The European Parliament adopted by 534 votes in favour, 30 against and 26 abstentions a legislative resolution on the proposal for a decision of the European Parliament and of the Council providing exceptional macro-financial assistance to Ukraine, reinforcing the Common Provisioning Fund by guarantees by the Member States and by specific provisioning for some financial liabilities related to Ukraine guaranteed under Decision No 466/2014/EU, and amending Decision (EU) 2022/1201.
The European Parliament adopted its position at first reading in accordance with the ordinary legislative procedure, taking over the Commission proposal.
Exceptional macro-financial assistance from the Union
The proposal aims at allowing the EU to provide Ukraine with an additional exceptional macro-financial assistance (MFA) of EUR 5 billion in the form of highly concessional loans with a view to supporting Ukraine's macro-financial stability. The funds for this exceptional MFA will be borrowed on the capital markets and then lent to Ukraine. This assistance will complement the EUR 1 billion exceptional MFA granted to Ukraine under Decision (EU) 2022/1201.

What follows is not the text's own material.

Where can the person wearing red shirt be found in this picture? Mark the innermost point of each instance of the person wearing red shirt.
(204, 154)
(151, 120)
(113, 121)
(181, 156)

Russias unprovoked and unjustified war of aggression against Ukraine since 24 February 2022 has caused Ukraine a loss of market access and a drastic drop in public revenues, while public expenditure to address the humanitarian situation and to maintain the continuity of State services has increased markedly. In that very uncertain and volatile situation, the best estimates of Ukraines funding needs by the International Monetary Fund (IMF) point to an extraordinary financing gap of around USD 39 billion in 2022.
A precondition for granting the Unions exceptional macro-financial assistance should be that Ukraine respect effective democratic mechanisms, including a multi-party parliamentary system, and the rule of law, and guarantee respect for human rights. The ongoing war, and in particular the current state of martial law, should not encroach on those principles, despite the concentration of power in the executive branch.
The Unions exceptional macro-financial assistance should be linked to stringent reporting requirements and policy conditions, to be set out in a memorandum of understanding (the MoU). Those stringent reporting requirements should aim, under the current war circumstances, to ensure that the funds are used in an efficient, transparent and accountable manner. The policy conditions should aim to strengthen the immediate resilience of Ukraine and its longer-term debt sustainability, thereby reducing risks linked to the repayment of its outstanding and future financial obligations.
The proposal sets out the Commission's reporting requirements to the European Parliament and the Council during the implementation of the exceptional MFA to Ukraine and provides details on the evaluation of the implementation of the exceptional MFA.
Strengthening of the common provisioning fund
To protect the EU budget, the two exceptional MFA loans of an overall amount of up to EUR 6 billion to Ukraine should benefit from a 70% coverage composed by paid-in provisioning of 9% and callable guarantees from Member States of 61%. The required paid-in provisioning (at a rate of 9% of the External Action Guarantee) will be earmarked under Regulation (EU) 2021/947 (Neighbourhood, Development and International Cooperation Instrument Global Europe (NDICI-GE)), for a total amount of EUR 540 million.
The overall coverage would thus benefit from a first loss protection with paid-in provisioning of 9% of the EUR 6 billion, followed by complementary guarantees by Member States covering exposures up to EUR 3.66 billion, or 61% of the EUR 6 billion of MFA loans and in line with the applicable legislation, any residual amounts would be covered by the Union budget as a contingent liability.
The proposal provides details of the guarantee agreements that the Commission will conclude with the Member States.
By 30 June each year, the Commission will send to the European Parliament and the Council, as part of its annual report, an assessment of the implementation of MFA in the preceding year, including an evaluation of that implementation.